Кому я сдался, чтобы меня убивать?.. Если грабителю, алкашу или приезжим из провинции юнцам-налетчикам, то тут, конечно, никто не застрахован… Если же речь идет о Головорезе с большой буквы, то людей побогаче меня тьма-тьмущая… Да и для рэкетиров я не представлял интереса — так, мелкая сошка. Внезапно я вспомнил своего соседа по поезду — парня лет эдак тридцати, с длинными, как у женщины, пшеничными жирными волосами, которые хотелось срочно помыть. Рыжеватая редкая неряшливая бородка обрамляла круглое прыщавое лицо. Мы стояли в коридоре вагона, по радио гремел бравурный радостный марш, очевидно, передающий оптимистические чувства пассажиров, прибывающих в столицу. Прыщавый вдруг вступил в разговор:
— Был я вчера на вашей встрече с читателями…
Я тщеславно обернулся к нему, ожидая комплимента, — честно говоря, был избалован вниманием. Но услышал совсем другое:
— Зря вы так резко о нас высказались! Лично вам-то что наша партия плохого сделала?

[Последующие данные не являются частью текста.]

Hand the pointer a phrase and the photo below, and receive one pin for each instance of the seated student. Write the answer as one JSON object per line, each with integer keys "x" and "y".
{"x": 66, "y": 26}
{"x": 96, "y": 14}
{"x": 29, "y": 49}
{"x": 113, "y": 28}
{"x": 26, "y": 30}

Вчера, получив из зала записку с вопросом, что я думаю о Национал-Российской патриотической партии, я ответил, что считаю их фашистами, что они представляют серьезную опасность для страны, что если, не дай Бог, они придут к власти, я тут же отправлюсь в эмиграцию, если успею, конечно…
Я сухо ответил прыщавому попутчику:
— Сказал то, что думаю.
— Понимаю, — кивнул прыщавый. — Только время говорить, что думаешь, кончается. Опасно. А вы вчера речь вели неосмотрительно, неосторожно. Мы ведь все фиксируем, запоминаем…
— Не сомневаюсь, — перебил я его и отвернулся.
— Не пожалеть бы вам, — безразлично произнес пассажир. Отсутствие угрозы в его интонации как раз и содержало угрозу…
Я отогнал эту картинку, вдруг вспыхнувшую в памяти, и помотал головой. Вообще в последнее время я стал получать на публичных встречах оскорбительные записки, вроде такой: «Горюнов — сын жидовки и эсэсовца». Иногда звонили по телефону, ругались матом и предавали меня анафеме за то, что я продался сионистам. Я еще не привык к проклятиям, и от этого у меня портилось настроение…
Усилием воли я стряхнул с себя все неприятное, что нахлынуло после встречи с цыганкой, — не хотелось погружаться в хандру.